Unicode and APIs

Wed Sep 19 17:15:20 EDT 2007

My experience is that most of the core client side code works fine with
UTF8 - since this format is designed to work in a code space that
expects char* strings. Just pass in the utf8 to the char* params and
they get moved through the system fine. Remember that an ascii string
*is* UTF8 (just a limited subset of the char set). So flagging a string
as UTF8 is not really needed (what would u do different if you knew the
string was UTF8)

Things I know are broken:-

rc4-hmac wants UCS2LE in its s2k code and so you must do this conversion
in the rc4 code. The current rc4 code does this wrong, it does not do a
utf8 to ucs conversion it does a simple pad with extra 00 byte so any
chars outside the normal ascii range will be broken. This is probably
what was failing in the prior email exchange from Xu Qiang

I know that the rest works OK though - I used to have my own rc4-hmac
implementation (before the standard dist had it) and that did UTF8 to
UCS2LE conversion and that worked fine with japanese users and passwords
- my s2k function is at the end of this email

Des has a totally different issue. The original 1510 spec was silent on
non ascii characters. So different implementation did different things.
MS passed the unicode string through their UnicodeToOEMString function
this tries to convert the string to 8-bit ascii using whatever code page
is the default on the running system. This results in odd things: chars
that don't exist in the 8-bit space end up as '?', other 'european-like'
chars end up mapped but the other side of the conversation has to know
the conversion that was performed. Since it does not know the default
OEM code page on the KDC it cannot know - it can guess and it might be
right sometimes but usually isnt.
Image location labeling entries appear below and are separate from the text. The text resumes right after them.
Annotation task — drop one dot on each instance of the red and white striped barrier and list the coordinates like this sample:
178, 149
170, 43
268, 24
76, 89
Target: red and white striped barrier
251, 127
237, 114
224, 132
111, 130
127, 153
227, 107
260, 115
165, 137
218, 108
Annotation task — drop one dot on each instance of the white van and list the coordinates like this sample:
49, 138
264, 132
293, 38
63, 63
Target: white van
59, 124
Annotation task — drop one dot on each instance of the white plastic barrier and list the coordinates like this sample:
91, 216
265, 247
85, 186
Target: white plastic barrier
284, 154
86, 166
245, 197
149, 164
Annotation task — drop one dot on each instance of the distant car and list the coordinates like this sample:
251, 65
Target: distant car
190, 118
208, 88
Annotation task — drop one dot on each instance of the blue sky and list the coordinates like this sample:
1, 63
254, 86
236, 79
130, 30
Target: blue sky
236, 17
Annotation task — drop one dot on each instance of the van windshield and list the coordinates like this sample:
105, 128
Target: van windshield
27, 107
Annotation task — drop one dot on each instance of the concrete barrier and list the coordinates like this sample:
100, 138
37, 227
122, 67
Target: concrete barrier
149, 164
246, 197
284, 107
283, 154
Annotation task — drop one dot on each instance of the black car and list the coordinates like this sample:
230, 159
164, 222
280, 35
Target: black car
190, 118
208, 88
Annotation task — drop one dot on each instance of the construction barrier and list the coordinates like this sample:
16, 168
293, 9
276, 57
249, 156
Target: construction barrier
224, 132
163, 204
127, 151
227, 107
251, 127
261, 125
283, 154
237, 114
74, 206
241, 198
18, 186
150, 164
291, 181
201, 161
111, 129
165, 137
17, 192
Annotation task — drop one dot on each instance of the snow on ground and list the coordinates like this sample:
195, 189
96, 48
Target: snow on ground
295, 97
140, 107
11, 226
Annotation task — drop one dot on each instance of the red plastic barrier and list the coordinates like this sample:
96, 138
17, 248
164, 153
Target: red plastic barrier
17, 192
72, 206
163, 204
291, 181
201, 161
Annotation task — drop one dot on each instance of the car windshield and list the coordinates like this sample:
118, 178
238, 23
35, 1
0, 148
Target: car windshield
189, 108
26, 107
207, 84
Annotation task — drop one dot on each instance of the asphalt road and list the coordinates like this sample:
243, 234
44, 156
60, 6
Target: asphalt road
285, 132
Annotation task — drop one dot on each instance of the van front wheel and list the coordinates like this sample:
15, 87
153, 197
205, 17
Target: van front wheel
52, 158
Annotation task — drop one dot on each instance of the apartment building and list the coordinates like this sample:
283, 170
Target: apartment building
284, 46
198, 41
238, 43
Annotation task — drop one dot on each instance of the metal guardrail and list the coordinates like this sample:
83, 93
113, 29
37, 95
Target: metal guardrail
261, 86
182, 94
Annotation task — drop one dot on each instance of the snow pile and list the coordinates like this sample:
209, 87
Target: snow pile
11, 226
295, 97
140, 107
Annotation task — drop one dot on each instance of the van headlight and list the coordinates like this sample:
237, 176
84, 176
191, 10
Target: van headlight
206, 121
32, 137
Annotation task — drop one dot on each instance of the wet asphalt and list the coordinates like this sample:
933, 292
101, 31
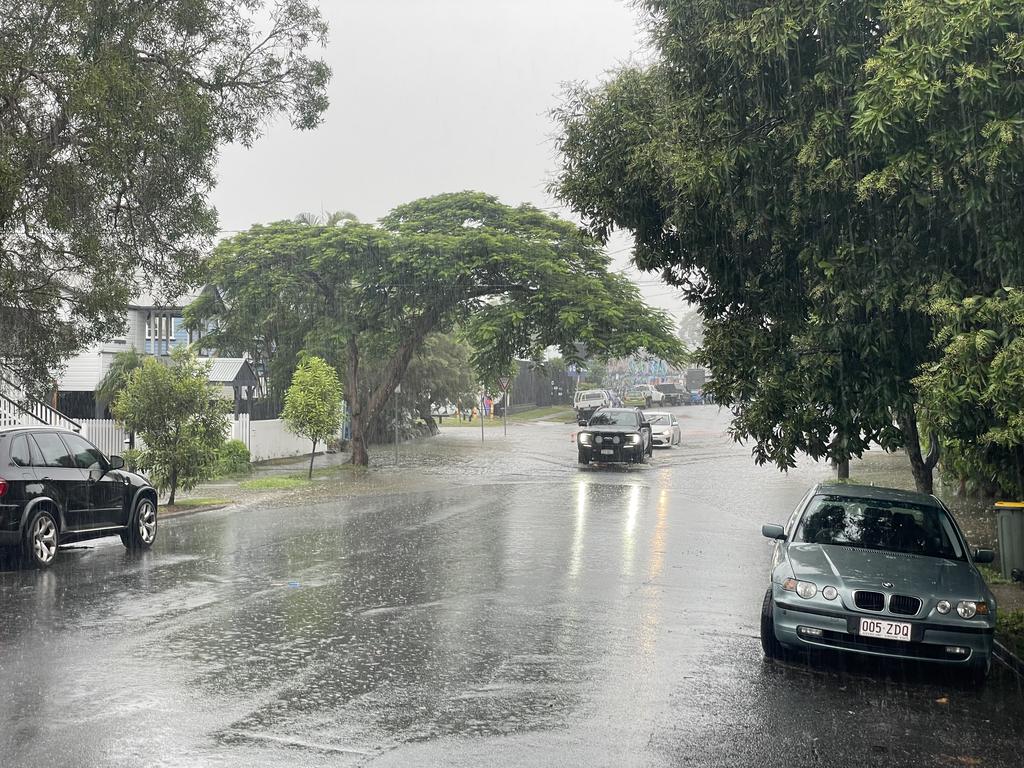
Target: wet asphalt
475, 605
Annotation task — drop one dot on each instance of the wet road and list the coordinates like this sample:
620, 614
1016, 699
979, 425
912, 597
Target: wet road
478, 605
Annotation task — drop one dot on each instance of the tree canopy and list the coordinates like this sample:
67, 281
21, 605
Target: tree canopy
516, 281
777, 163
111, 118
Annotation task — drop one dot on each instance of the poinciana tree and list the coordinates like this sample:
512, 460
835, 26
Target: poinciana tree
112, 115
516, 280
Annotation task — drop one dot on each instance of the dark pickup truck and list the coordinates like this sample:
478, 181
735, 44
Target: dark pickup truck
673, 394
614, 435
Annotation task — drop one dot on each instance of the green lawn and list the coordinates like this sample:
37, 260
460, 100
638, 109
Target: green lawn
281, 482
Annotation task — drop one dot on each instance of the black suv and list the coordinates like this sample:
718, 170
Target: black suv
56, 487
614, 435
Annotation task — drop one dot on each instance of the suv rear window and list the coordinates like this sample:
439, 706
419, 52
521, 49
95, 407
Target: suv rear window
52, 450
20, 456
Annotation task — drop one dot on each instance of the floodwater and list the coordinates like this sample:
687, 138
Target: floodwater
477, 604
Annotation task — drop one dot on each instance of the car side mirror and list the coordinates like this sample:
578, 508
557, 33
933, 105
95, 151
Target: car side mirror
984, 556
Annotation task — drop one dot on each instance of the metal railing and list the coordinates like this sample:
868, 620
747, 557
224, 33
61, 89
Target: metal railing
17, 409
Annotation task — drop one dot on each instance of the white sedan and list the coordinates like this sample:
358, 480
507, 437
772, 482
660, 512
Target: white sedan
665, 428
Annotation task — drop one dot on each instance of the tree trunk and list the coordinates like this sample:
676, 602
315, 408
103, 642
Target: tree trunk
174, 486
359, 456
843, 469
921, 466
392, 374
This is not something that can be
easily fixed

I am not sure about the des salt story if there are non asci chars in
the user name

Obvioulsy  if you want to internationlize the UI that's a whole
different issue

------------------------------

krb5_error_code krb5_arc4_string_to_key(
	krb5_const struct krb5_enc_provider *enc,
	krb5_const krb5_data *string,
	krb5_const krb5_data *salt,
	krb5_keyblock *key)
{
/*
  	 String2Key(password) 
	 {

	        K = MD4(UNICODE(password)) 
	}

   The RC4-HMAC keys are generated by using the Windows UNICODE version 
   of the password. Each Windows UNICODE character is encoded in 
   little-endian format of 2 octets each. Then performing an MD4 [6] 
   hash operation on just the UNICODE characters of the password (not 
   including the terminating zero octets).

*/
	krb5_data unipw;
	krb5_data hashout;
	int ret;
	ASSERT(key->length = RSA_MD4_CKSUM_LENGTH);
	ASSERT(key->contents != NULL);
--->	ret = UTF8ToUnicode(string->data, string->length, (unsigned
char**)&(unipw.data), &(unipw.length));
	if (ret != 0)
		return ENOMEM;
	unipw.length *= 2; /* the length is returned as number of 16-bit
chars */
	hashout.data = key->contents;
	hashout.length = key->length;
	(*krb5_hash_md4.hash)(1, &unipw, &hashout);
	free(unipw.data);
 	return 0;
}